Vulture: “Alcott’s book may examine womanhood through the narrow spectrum of 19th-century New England gentility, but Gerwig treats the sisters’ diverging paths as a prism through which to look at larger themes of marriage, artistic validity, and financial constraints.”

The Telegraph: **** “It would be near-impossible to love Louisa May Alcott’s Little Women more than Greta Gerwig does. This coming-of-age saga set in 19th-century Massachusetts was the writer-director’s favourite childhood novel, as it has been for generations of girls before her.” 

The Wrap: “Pugh and Chalamet may be the standouts in an impressive cast, but there’s not a single artificial moment from any of the players.” “Ronan is luminous as Jo, volatile and full of lightning-fast reactions.”

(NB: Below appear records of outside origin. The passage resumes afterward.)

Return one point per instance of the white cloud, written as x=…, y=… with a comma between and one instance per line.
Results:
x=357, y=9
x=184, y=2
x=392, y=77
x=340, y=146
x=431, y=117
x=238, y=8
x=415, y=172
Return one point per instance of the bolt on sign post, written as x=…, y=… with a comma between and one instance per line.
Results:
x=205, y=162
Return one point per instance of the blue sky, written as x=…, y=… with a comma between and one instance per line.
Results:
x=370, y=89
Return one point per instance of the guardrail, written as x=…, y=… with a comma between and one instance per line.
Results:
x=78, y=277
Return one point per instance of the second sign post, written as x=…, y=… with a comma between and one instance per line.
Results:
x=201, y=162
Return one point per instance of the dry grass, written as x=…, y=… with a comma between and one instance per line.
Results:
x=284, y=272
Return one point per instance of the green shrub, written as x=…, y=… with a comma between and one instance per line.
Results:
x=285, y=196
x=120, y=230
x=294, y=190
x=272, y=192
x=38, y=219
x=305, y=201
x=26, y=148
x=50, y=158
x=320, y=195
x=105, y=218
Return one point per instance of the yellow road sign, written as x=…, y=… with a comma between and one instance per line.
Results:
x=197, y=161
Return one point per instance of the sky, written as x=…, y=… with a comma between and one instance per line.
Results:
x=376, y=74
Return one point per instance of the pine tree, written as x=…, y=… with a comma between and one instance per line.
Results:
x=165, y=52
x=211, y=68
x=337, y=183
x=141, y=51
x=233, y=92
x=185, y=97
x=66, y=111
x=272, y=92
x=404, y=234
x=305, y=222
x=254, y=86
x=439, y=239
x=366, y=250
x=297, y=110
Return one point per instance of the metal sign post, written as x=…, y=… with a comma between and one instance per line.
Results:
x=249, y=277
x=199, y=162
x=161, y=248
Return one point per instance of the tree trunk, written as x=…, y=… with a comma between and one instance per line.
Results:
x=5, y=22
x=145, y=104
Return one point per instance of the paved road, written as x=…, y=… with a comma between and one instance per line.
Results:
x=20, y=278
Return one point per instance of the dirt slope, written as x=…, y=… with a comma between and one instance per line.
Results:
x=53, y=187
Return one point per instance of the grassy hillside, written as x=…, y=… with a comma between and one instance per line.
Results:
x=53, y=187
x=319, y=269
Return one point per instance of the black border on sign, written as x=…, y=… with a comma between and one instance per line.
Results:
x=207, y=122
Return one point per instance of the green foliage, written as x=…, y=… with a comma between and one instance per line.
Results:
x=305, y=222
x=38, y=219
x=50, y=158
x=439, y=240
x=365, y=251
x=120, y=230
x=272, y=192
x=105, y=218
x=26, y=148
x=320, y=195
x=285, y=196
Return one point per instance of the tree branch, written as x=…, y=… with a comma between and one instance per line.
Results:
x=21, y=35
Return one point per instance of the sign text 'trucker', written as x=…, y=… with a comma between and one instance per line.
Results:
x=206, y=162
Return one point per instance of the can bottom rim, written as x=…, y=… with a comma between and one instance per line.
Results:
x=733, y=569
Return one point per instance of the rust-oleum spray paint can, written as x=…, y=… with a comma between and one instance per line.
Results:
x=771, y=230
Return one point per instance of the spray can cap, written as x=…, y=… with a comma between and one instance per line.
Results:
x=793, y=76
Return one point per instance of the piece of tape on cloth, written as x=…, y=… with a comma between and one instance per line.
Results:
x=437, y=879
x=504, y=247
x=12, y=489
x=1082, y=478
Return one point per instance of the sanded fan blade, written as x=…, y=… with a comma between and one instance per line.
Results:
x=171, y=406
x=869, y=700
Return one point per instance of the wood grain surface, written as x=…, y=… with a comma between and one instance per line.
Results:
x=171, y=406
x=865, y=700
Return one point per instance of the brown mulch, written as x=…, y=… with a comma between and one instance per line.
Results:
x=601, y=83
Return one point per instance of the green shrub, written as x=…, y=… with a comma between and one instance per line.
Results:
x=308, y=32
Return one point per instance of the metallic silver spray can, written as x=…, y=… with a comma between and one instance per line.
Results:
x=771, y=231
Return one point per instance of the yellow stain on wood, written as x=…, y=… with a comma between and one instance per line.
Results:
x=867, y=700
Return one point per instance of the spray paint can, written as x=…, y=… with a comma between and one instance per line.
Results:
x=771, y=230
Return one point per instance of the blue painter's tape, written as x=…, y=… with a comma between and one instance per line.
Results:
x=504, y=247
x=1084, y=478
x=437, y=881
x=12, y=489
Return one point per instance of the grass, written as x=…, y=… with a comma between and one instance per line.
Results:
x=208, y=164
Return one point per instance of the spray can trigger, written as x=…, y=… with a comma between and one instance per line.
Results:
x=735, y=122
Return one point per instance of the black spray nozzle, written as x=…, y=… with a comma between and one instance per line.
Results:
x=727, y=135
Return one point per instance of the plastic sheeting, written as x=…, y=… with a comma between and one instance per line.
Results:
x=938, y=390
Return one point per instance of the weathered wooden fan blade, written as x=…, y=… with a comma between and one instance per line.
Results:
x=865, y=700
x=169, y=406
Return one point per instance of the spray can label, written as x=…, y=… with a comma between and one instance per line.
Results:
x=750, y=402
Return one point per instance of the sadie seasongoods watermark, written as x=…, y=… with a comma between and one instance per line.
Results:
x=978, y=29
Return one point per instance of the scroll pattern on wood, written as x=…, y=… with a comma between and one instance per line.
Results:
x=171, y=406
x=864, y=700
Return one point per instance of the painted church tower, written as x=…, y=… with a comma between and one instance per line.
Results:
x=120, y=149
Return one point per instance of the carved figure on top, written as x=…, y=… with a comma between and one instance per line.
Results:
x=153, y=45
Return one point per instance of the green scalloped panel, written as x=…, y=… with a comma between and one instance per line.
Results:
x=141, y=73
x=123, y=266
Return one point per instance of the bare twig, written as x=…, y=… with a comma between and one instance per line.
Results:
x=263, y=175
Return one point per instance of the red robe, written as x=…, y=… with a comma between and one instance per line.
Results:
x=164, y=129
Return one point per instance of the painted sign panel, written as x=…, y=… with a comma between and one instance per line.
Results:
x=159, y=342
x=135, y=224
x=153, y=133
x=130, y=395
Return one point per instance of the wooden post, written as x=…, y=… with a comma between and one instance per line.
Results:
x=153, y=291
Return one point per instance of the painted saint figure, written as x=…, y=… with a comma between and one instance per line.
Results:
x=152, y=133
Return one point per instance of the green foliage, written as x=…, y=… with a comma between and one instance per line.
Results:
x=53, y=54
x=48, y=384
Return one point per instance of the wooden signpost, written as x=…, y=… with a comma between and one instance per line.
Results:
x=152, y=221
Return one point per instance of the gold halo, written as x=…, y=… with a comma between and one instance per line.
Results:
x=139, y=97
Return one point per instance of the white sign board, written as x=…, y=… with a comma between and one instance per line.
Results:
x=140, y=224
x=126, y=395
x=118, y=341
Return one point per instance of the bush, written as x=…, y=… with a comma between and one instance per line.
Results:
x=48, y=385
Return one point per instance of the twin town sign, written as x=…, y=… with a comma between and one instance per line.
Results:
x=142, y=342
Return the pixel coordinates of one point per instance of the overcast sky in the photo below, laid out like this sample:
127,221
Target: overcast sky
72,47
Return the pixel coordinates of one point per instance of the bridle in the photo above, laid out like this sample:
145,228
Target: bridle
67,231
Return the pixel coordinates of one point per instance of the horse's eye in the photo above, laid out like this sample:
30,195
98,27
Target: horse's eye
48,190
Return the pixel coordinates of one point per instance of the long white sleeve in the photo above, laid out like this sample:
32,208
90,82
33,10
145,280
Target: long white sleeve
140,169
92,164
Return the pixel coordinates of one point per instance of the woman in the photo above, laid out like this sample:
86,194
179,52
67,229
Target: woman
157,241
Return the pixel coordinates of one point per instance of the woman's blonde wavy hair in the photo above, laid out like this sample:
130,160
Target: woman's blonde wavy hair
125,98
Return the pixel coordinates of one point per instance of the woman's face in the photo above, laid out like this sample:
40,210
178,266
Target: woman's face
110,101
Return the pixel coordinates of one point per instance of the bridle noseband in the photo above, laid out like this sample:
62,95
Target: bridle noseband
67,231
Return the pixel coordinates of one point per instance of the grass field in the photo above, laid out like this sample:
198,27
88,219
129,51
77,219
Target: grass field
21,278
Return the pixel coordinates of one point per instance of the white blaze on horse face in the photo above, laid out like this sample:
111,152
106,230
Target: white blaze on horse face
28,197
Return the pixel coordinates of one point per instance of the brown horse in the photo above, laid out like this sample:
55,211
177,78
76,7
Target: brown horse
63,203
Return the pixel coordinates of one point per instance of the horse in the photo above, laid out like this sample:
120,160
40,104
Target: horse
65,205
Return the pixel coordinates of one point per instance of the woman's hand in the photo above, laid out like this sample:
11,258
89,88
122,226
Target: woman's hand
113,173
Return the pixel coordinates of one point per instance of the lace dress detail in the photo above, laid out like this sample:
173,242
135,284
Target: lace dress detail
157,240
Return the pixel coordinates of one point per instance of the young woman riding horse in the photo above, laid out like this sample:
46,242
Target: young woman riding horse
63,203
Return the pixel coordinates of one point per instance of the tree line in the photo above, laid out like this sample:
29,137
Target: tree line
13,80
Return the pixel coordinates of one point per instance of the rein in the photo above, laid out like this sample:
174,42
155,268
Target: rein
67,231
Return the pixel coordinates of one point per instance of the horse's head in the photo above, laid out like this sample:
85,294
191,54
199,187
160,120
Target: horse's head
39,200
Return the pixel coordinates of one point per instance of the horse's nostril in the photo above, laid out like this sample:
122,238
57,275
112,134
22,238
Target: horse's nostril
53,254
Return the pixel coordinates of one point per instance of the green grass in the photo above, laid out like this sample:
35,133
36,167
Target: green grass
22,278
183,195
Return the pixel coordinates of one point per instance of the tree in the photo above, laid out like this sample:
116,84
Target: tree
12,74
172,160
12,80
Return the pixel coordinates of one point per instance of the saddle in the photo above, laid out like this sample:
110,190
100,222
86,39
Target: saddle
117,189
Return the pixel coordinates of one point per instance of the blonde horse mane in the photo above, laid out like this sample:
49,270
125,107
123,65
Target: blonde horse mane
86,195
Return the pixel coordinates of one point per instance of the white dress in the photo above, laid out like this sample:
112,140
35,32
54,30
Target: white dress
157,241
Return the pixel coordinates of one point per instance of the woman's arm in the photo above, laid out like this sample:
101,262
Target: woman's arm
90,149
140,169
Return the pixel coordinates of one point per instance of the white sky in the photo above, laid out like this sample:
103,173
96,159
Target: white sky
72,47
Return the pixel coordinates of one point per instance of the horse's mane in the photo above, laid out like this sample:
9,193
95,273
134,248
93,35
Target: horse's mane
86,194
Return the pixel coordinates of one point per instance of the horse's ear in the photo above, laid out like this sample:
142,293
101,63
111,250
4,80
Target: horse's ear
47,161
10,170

Radio Times: “There are already far too many divisions between people. In all honesty, there need only be one: whether or not you believe that Little Women’s Jo March should have ended up with Laurie.”

Entertainment Weekly: “as the narrative settles into its telling, the old magic of the story — and Gerwig’s vibrant, tender-hearted connection to it — take over. The look of the film itself is lovely, nearly every scene gorgeously composed and shot in soft painterly light, and the cast, from Dern’s delicately shaded Marmee to Chalamet’s lovelorn Laurie, uniformly great.” “This luxuriously appointed film, with autumnal-hued cinematography by Yorick Le Saux, a lush score by Alexandre Desplat, and brilliantly detailed costumes by Jacqueline Durran, is a big step up in scale for a writer-director who got her start in the freewheeling world of low-budget indies. Seeing her pull off a grand period drama with such confidence, humor, and style leaves you with a sensation not unlike what Jo March must be feeling in the film’s final scene, as she watches while her first book is printed, sewn, and bound, a tiny smile playing on her lips.”

The Mirror: ***** “Dern is soulful and quietly warm, wise and wonderful, and Streep as a wealthy widow and family authority is an imperious match even Maggie Smith in Downton Abbey might baulk from taking on.”

Time Out: ***** “Suffice it to say, we watch a book coming into existence: signatures bound, the cover stretched. It’s literally building Little Women from the spine up, and that’s exactly what Gerwig has done over the last two hours. She makes it her own—you’ll want to make it yours, too.”

Little Women is released in cinemas on Boxing Day.